Pope Benedict XVI may not be charismatic like his predecessor, John Paul II, but people will come to appreciate the former Cardinal Joseph Ratzinger for other reasons, Bishop Edward U. Kmiec predicted Tuesday.
Speaking to reporters hours after papal white and gold bunting replaced black mourning drapes over the front door of the Catholic Center on Main Street, heralding the election of a self-described "simple, humble worker in the vineyard of the Lord," Kmiec said the new pope should be taken at his word.
"He has been that way all along," observed Kmiec, who has met Ratzinger "on the streets of Rome" and during periodic meetings between Vatican leaders and bishops.
"I like his humility. He is not an imperial figure," said Kmiec, adding that the former German cardinal, commonly described as dour and doctrinaire, was nothing like that in person.
"He was very fraternal as he walked among the bishops. I found him to be a most genial and very warm person on that kind of level," said Kmiec, who was to celebrate the new papacy during a 12:05 p.m. Mass today in St. Joseph's Cathedral.
The new pope merely needs "the chance to be himself" in order to convey those qualities to the public, he added.
At the same time, Benedict XVI, who worked closely with John Paul II for many years, "will be very firm in upholding the truth of our faith," the bishop said. "His learning curve will not be a long one."

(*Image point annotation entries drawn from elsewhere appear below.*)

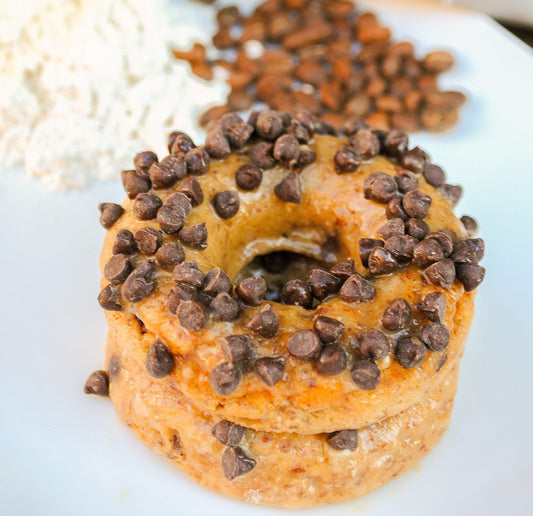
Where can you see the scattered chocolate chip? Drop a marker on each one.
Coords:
(140, 283)
(441, 273)
(148, 240)
(97, 383)
(435, 336)
(381, 261)
(470, 275)
(109, 298)
(228, 433)
(117, 269)
(236, 463)
(332, 360)
(289, 189)
(188, 273)
(380, 187)
(145, 205)
(270, 369)
(304, 344)
(397, 315)
(159, 360)
(225, 308)
(343, 440)
(409, 351)
(252, 290)
(328, 329)
(194, 236)
(323, 283)
(226, 204)
(346, 160)
(366, 374)
(297, 292)
(248, 177)
(190, 315)
(225, 378)
(109, 213)
(236, 347)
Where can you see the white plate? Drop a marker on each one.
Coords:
(64, 453)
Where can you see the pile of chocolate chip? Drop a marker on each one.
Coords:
(327, 58)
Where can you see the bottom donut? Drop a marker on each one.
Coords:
(280, 469)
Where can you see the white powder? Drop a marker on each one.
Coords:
(85, 84)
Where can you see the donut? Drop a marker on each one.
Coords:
(287, 306)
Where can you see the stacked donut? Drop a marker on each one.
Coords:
(287, 307)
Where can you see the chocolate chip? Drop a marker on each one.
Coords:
(236, 347)
(366, 374)
(265, 322)
(148, 240)
(434, 307)
(365, 247)
(270, 369)
(397, 315)
(416, 228)
(109, 298)
(441, 273)
(434, 175)
(332, 360)
(169, 255)
(427, 252)
(286, 150)
(194, 236)
(304, 344)
(470, 224)
(145, 205)
(343, 440)
(252, 290)
(228, 433)
(357, 288)
(190, 315)
(117, 269)
(97, 383)
(124, 242)
(225, 378)
(261, 155)
(159, 360)
(396, 142)
(323, 283)
(381, 261)
(135, 183)
(409, 351)
(269, 124)
(236, 463)
(192, 189)
(297, 292)
(188, 273)
(414, 159)
(365, 143)
(289, 189)
(346, 160)
(406, 181)
(416, 204)
(374, 344)
(380, 187)
(328, 329)
(225, 308)
(143, 161)
(226, 204)
(109, 213)
(140, 283)
(248, 177)
(435, 336)
(470, 275)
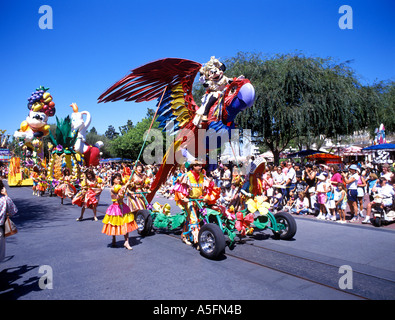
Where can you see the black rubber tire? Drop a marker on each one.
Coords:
(211, 241)
(377, 222)
(290, 225)
(144, 222)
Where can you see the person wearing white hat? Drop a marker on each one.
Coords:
(351, 179)
(322, 190)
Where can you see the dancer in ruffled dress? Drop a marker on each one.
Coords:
(119, 220)
(42, 183)
(91, 188)
(65, 188)
(137, 184)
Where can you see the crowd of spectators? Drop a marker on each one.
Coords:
(328, 192)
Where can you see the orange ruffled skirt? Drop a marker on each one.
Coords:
(119, 220)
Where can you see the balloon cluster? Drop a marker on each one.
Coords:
(41, 101)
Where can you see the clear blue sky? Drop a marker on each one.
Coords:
(95, 43)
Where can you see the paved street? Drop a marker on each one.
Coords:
(161, 267)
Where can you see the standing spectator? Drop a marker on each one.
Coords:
(322, 190)
(341, 202)
(301, 205)
(336, 175)
(310, 178)
(371, 182)
(361, 185)
(351, 179)
(386, 193)
(386, 173)
(291, 179)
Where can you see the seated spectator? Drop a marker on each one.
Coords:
(384, 192)
(301, 205)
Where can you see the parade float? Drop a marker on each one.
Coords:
(30, 138)
(170, 82)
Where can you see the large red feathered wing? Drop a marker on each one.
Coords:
(173, 76)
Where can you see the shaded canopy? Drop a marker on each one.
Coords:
(303, 153)
(383, 146)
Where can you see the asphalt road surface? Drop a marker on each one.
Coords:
(55, 257)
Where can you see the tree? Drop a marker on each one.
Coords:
(111, 133)
(298, 96)
(380, 99)
(130, 144)
(125, 129)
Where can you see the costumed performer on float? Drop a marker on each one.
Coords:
(119, 220)
(88, 197)
(65, 188)
(42, 183)
(34, 176)
(137, 184)
(252, 194)
(193, 185)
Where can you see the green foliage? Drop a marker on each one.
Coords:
(298, 96)
(129, 144)
(63, 135)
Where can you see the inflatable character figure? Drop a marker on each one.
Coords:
(255, 202)
(170, 82)
(35, 127)
(213, 79)
(91, 153)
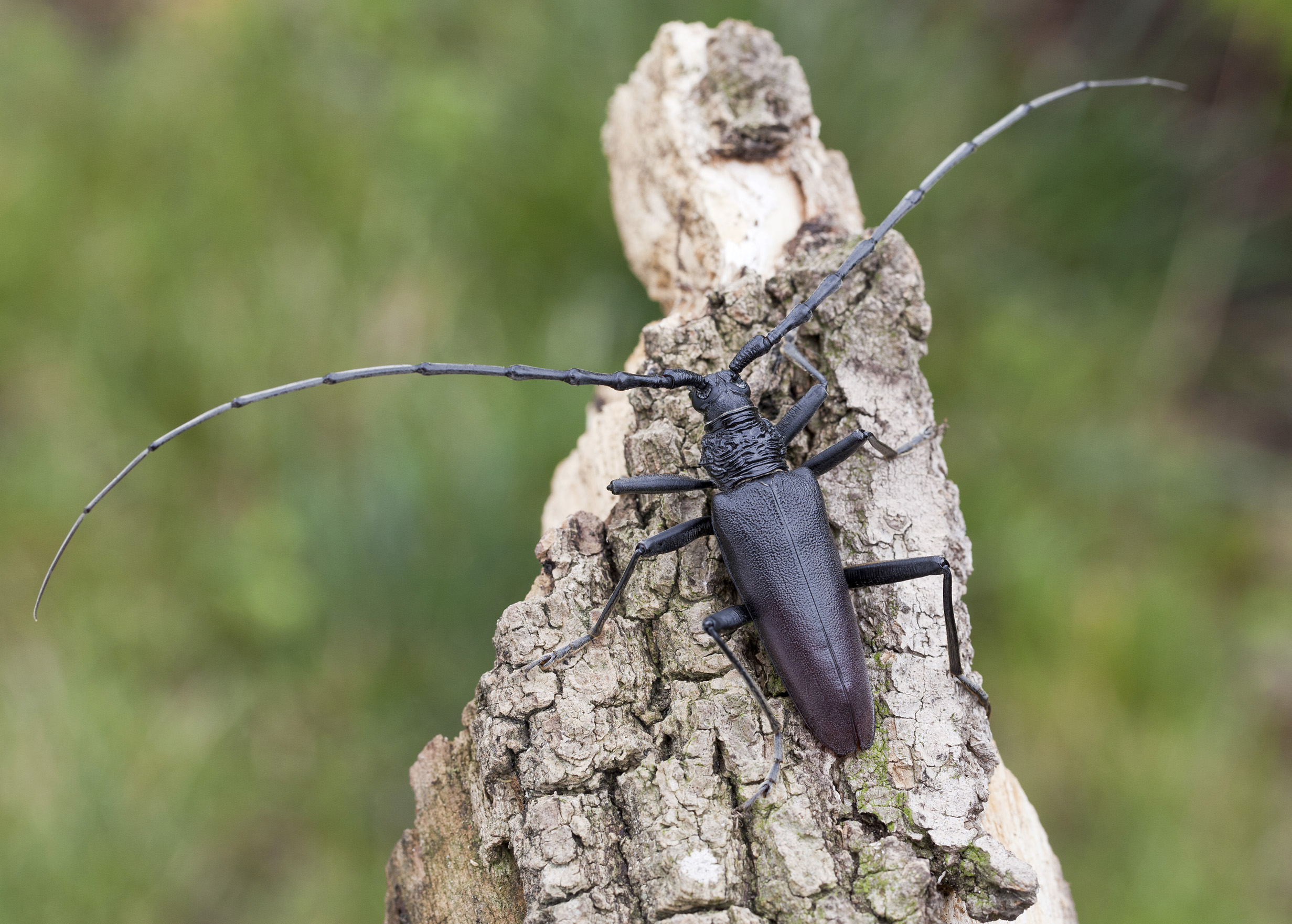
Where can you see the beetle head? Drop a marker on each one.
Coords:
(720, 393)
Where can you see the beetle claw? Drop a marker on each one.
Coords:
(976, 691)
(550, 661)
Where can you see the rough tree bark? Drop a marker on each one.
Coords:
(606, 791)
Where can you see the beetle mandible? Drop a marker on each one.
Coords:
(769, 520)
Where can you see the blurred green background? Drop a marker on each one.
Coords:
(252, 639)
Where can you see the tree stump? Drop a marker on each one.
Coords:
(607, 790)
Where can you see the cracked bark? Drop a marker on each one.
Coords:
(606, 791)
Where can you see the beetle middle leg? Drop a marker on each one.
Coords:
(909, 569)
(847, 447)
(660, 543)
(732, 618)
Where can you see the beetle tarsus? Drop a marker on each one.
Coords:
(550, 661)
(976, 691)
(773, 775)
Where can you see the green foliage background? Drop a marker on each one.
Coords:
(252, 639)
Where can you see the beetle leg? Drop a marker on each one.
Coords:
(909, 569)
(660, 543)
(715, 625)
(797, 416)
(841, 452)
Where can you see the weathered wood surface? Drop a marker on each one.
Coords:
(606, 791)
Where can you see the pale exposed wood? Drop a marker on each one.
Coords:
(607, 789)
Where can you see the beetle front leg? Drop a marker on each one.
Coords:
(660, 543)
(909, 569)
(730, 618)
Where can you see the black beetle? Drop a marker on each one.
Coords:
(769, 521)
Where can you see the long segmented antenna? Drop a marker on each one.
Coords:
(761, 343)
(621, 382)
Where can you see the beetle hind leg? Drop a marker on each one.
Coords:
(909, 569)
(713, 626)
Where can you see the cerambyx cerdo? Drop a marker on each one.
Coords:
(769, 521)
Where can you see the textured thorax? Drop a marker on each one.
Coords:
(742, 446)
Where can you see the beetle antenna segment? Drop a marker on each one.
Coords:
(621, 382)
(791, 349)
(761, 343)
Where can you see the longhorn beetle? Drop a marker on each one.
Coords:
(764, 515)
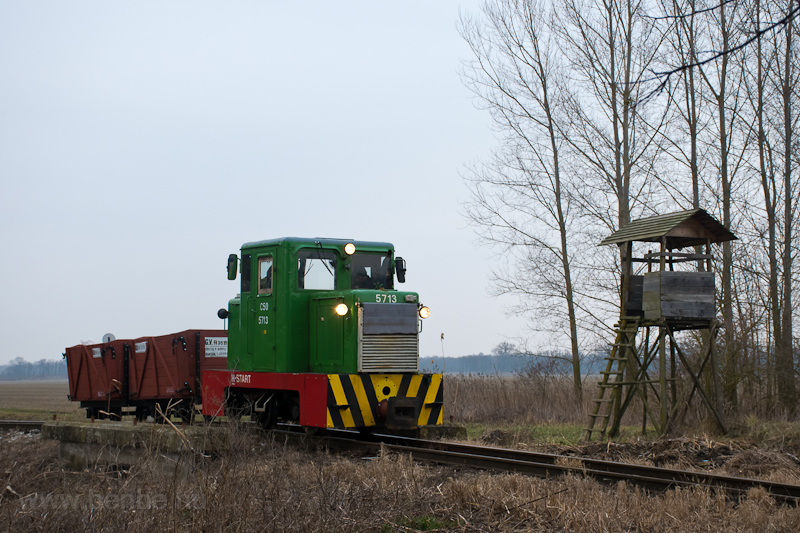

Kmiec is not the only area Catholic to have encountered the new pope. Joe Chernowski met Ratzinger when he went to Rome on spring break with a group from John Carroll University in 1999.
The 20 students were hoping for an audience with Pope John Paul II, but the pontiff was on retreat, so the Vatican arranged for the cardinal to show the group around.
"He was telling us about different areas of the Vatican, and showed us some rooms where they discussed theology," Chernowski said. "I remember our professor saying, 'There's a good chance that this guy is in line to be the next pope.' I guess he was right."
Chernowski, who is director of Teen Life at Nativity of Our Lord Catholic Church in Orchard Park, expects to see the new pope again in August when he attends the World Youth Day celebration in Germany.
Reflecting on the 1999 visit, he said, "I was just impressed that he bothered to take the time to meet with a bunch of 20-year-olds from John Carroll, that he saw that as important."
Reaction locally was varied.
"We're tickled," said George Miner, owner of the Rose Garden Restaurant in Lancaster, known for its German food and beers.
Christian G. Koelbl, the honorary German consul in Buffalo, also said the elevation will likely be a source of great pride in Germany. "I thought it would be difficult for a German to be elected pope, given the country's turbulent history and the speculation that they might look to the Third World," he said.
Rita McGoldrick was born in Germany and said she was surprised by the decision.
"He's not going to change anything, that's for sure. He's pretty traditional," she said. "I'm very old school Catholic, but I think it's time to change a little. It's gotten too traditional, too stodgy."